In any case: Start the conversation
Technology decisions this significant require multiple stakeholders—business leadership, IT, security, operations. Have that conversation now rather than defaulting to whatever approach your AI vendor recommends (which may or may not align with your long-term interests).
Your Next Steps
Option 1: Self-Directed Assessment Take the frameworks in this article and run your own analysis. Calculate your N×M integration scenario, evaluate vendor MCP support, and determine if this technology addresses your specific challenges.
Option 2: Collaborative Discovery Contact Axial ARC for a 90-minute discovery session where we map your current state and determine whether MCP solves problems you actually have. This is a genuine discovery conversation—we're equally prepared to conclude "not right for you" as "here's how this helps."
Option 3: Deep Technical Assessment If you've already determined that MCP is relevant to your strategy and want detailed analysis of your specific systems, security requirements, and implementation roadmap, we provide comprehensive technical assessments that give you decision-quality information.
Contact us: axialarc.com/contact
The Model Context Protocol isn't going to solve every AI challenge your organization faces. It's not a silver bullet, it won't replace sound strategy, and it certainly won't compensate for poor vendor selection.
What MCP does is solve one very specific, very expensive problem: the N×M integration nightmare that makes AI implementation costly, fragile, and strategically limiting.
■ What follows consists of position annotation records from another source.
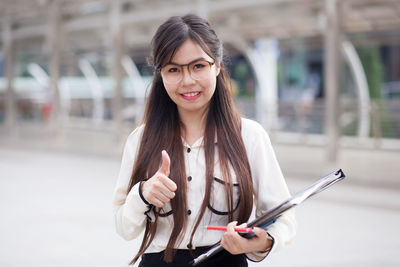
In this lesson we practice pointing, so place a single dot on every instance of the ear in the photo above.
(217, 68)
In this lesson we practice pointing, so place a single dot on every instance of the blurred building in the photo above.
(308, 70)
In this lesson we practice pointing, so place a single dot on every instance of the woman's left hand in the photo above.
(236, 244)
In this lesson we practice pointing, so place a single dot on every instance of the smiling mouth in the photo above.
(191, 94)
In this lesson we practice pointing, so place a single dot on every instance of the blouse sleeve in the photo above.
(129, 209)
(270, 189)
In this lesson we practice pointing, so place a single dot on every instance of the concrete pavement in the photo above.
(56, 211)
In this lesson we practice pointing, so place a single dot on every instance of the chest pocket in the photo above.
(165, 211)
(218, 203)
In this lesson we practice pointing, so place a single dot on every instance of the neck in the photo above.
(193, 125)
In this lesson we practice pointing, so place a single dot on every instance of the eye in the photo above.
(172, 69)
(199, 65)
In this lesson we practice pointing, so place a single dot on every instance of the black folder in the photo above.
(270, 217)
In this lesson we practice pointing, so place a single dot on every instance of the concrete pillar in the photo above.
(264, 62)
(54, 64)
(9, 60)
(331, 72)
(116, 35)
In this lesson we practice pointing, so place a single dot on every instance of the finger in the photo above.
(231, 226)
(259, 231)
(164, 189)
(164, 169)
(243, 225)
(168, 183)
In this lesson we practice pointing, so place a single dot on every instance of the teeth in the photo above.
(191, 94)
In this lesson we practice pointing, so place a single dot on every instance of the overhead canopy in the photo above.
(86, 24)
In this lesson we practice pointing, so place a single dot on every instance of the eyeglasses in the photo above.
(198, 70)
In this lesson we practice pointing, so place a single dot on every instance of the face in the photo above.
(189, 94)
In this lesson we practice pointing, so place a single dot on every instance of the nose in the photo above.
(186, 77)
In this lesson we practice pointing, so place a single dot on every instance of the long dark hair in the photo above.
(162, 130)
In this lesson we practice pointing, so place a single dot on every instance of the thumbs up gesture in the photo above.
(159, 189)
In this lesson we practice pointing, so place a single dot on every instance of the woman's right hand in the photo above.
(159, 189)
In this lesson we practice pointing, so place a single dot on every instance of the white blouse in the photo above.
(269, 190)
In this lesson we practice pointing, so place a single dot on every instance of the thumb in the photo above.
(165, 163)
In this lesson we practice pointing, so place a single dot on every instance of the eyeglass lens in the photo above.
(198, 70)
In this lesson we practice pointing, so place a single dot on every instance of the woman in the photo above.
(194, 162)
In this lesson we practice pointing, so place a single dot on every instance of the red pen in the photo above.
(237, 229)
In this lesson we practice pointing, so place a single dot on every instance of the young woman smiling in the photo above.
(194, 161)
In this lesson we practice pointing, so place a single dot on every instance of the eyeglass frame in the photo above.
(187, 66)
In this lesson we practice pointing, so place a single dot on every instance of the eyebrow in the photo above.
(197, 59)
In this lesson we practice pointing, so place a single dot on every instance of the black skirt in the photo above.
(183, 258)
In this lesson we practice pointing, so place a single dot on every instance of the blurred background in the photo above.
(321, 76)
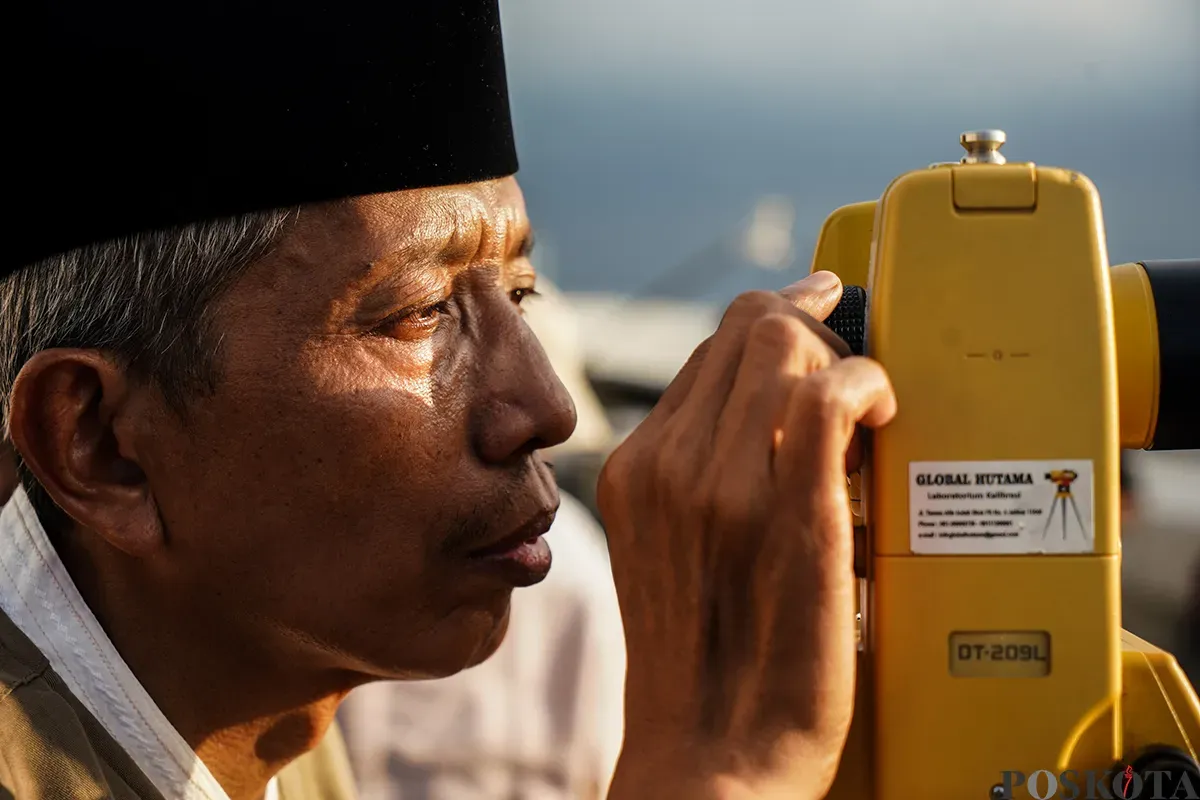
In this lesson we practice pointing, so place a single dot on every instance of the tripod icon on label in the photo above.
(1062, 479)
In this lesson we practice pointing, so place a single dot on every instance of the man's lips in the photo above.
(522, 558)
(527, 533)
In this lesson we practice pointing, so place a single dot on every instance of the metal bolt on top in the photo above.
(983, 146)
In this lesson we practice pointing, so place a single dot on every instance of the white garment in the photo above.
(540, 720)
(39, 596)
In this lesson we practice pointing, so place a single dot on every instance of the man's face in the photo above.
(376, 425)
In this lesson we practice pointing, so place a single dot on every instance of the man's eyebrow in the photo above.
(525, 248)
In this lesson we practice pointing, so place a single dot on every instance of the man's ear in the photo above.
(73, 420)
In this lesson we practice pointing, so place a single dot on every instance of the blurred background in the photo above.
(676, 152)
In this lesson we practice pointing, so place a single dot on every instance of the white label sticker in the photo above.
(1001, 506)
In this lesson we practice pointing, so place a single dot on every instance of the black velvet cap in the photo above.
(130, 115)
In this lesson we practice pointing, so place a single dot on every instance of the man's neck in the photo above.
(245, 714)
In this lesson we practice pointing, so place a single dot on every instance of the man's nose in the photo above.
(526, 407)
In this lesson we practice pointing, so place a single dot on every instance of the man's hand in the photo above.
(732, 552)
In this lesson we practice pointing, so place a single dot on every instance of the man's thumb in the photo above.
(816, 295)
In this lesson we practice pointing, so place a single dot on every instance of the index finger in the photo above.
(815, 296)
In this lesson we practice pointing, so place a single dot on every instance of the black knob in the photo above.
(849, 319)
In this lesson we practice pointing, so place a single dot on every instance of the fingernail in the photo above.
(820, 281)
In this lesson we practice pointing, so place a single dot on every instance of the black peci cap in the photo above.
(133, 115)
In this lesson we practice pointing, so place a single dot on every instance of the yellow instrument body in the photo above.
(991, 619)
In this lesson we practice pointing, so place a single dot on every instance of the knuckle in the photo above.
(825, 398)
(777, 332)
(673, 463)
(729, 504)
(751, 305)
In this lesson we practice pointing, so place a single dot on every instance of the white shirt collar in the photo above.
(39, 596)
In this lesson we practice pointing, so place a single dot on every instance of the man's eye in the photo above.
(521, 294)
(417, 319)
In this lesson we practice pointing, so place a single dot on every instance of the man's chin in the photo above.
(457, 644)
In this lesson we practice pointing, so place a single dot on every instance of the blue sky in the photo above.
(647, 127)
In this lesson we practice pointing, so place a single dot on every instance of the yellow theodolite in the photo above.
(993, 661)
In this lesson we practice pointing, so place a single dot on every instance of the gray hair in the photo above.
(147, 300)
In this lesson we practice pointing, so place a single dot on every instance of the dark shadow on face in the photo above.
(379, 415)
(9, 479)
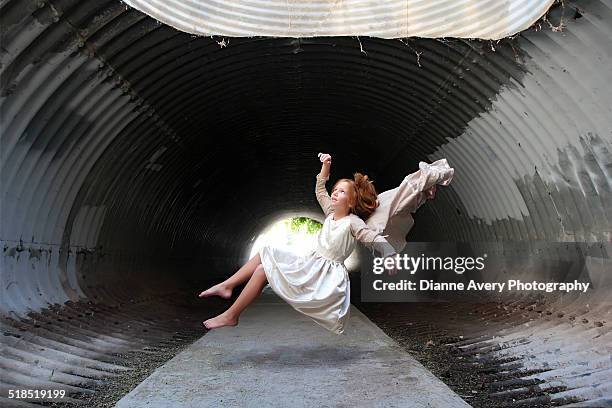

If that's a problem your organization is facing—or will face as your AI strategy matures—then MCP represents a meaningful shift in how you should think about AI architecture, vendor relationships, and technology investments.
The industry has given us a standard protocol just as AI adoption is accelerating. That timing isn't coincidental—it's recognition that AI without integration is just expensive software that doesn't actually know anything about your business.
Make sure your next AI implementation gives you the connection and context you're paying for.